Winners & Losers of Generative Artificial Intelligence
Image created using DALL-E

Winners & Losers of Generative Artificial Intelligence

Generative AI has been in the news a great deal in recent months for both positive and negative reasons. ChatGPT and Stable Diffusion, for instance, have both polarised opinions. It is the idea that generative AI can somehow be “creative” that is perhaps most controversial. But it is loss of trust that is potentially the biggest risk.

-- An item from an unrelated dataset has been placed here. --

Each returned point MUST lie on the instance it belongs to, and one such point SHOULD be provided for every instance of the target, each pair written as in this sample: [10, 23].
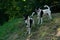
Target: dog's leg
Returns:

Generative AI differs from other forms of artificial intelligence in important ways. While they are important to understand, the technical aspects of generative AI are less critical for most of us than the opportunities and challenges it presents for human society.

It is likely that the benefits and challenges will not be evenly distributed. The individuals and groups who have the skills and resources to take advantage of these technologies may become more successful, while those who do not may be left behind.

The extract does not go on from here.